As evidenced by this month’s Point/Counterpoint article by Dr. William Jordan and Dr. Joseph Mills, there is still debate as to the benefit of antiplatelet agents in patients with peripheral artery disease. Currently, dual antiplatelet agents refer to aspirin and clopidogrel, but over the last year or two, ticagrelor and vorapaxar are also being prescribed for patients with peripheral atherosclerosis. The addition of these medications will probably only add to our confusion! Why don’t you weigh in on this discussion by voting on our online poll at www.vascularspecialistonline.com? ­

Dr. Russell Samson is the medical editor of Vascular Specialist.

Definitely, maybe.

William D. Jordan, M.D.

First, primary prevention must be considered, as few patients with no prior intervention require dual antiplatelet therapy.

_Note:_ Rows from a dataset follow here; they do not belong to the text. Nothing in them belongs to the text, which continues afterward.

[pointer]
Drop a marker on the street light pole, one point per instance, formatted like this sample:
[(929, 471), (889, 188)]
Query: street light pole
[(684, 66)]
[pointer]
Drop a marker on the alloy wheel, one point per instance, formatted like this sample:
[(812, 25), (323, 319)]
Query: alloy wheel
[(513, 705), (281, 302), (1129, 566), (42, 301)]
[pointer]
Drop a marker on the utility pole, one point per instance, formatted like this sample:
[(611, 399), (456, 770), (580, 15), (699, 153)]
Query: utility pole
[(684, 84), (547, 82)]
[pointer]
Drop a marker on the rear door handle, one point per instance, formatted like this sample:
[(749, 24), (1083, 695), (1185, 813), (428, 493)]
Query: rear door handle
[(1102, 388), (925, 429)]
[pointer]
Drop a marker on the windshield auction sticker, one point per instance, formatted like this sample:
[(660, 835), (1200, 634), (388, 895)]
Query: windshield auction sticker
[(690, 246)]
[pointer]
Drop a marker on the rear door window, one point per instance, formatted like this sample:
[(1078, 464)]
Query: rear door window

It seems that we only have some scant data on the prevention of first-time events in at-risk patients when they are treated with aspirin alone.

Dr. William S. Jordan

While lipid management seems to be the most recent focus for primary prevention, single antiplatelet therapy seems appropriate for many patients who have higher risk due to atherosclerotic disease. A recent study from the University of Alabama at Birmingham found that asymptomatic carotid artery stenosis patients treated with dual antiplatelet therapy actually had higher bleed rates, higher mortality, and lower neurologic event rates, compared with those treated with aspirin alone.

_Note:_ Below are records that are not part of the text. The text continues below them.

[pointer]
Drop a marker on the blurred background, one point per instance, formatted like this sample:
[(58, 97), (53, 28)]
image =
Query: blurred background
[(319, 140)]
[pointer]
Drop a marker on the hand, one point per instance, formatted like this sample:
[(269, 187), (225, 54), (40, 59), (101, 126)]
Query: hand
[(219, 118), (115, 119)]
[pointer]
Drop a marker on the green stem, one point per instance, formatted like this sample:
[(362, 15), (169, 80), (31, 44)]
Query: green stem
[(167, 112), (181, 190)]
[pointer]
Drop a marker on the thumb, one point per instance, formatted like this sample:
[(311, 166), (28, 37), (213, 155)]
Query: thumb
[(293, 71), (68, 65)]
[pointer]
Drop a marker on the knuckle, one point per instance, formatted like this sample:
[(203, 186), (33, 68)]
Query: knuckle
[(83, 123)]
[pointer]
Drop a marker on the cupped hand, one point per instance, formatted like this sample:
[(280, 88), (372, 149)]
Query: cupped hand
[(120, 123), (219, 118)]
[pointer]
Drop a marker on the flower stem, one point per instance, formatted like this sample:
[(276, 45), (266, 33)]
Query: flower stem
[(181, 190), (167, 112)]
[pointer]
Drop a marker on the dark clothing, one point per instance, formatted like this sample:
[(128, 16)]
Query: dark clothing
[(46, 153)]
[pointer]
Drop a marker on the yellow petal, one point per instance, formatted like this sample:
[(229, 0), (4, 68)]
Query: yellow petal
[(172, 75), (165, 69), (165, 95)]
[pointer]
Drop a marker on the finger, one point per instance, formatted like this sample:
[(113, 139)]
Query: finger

While this study examined only a select group of patients treated for carotid artery disease, these vascular patients had worse outcomes when treated with aspirin and clopidogrel. Thus, caution should be considered before adding too many medical therapies.

Now, consider the short-term outlook for patients – specifically those who undergo some type of vascular intervention. The very nature of vascular intervention is disruptive to the arterial endothelium. Of course, most of the arteries that we enter have some underlying pathology; thus the intimal layer is not normal. The pathologic process is already, at least, partly underway. The concept of antiplatelet therapy is focused on limiting the platelet adhesions that might exaggerate the response to injury that creates a hyperplastic reaction within the vessels. We abhor the excessive response to injury due to the potential failure of the arterial reconstruction. Paradoxically, the same platelet inhibition can also cause excessive bleeding that may complicate the vascular repair. In the current medical climate, most of us tolerate the aggravation of diminished platelet function during open reconstruction in order to protect the target repair site and to avoid the dreaded “troponin leak” that may get classified as a myocardial infarction.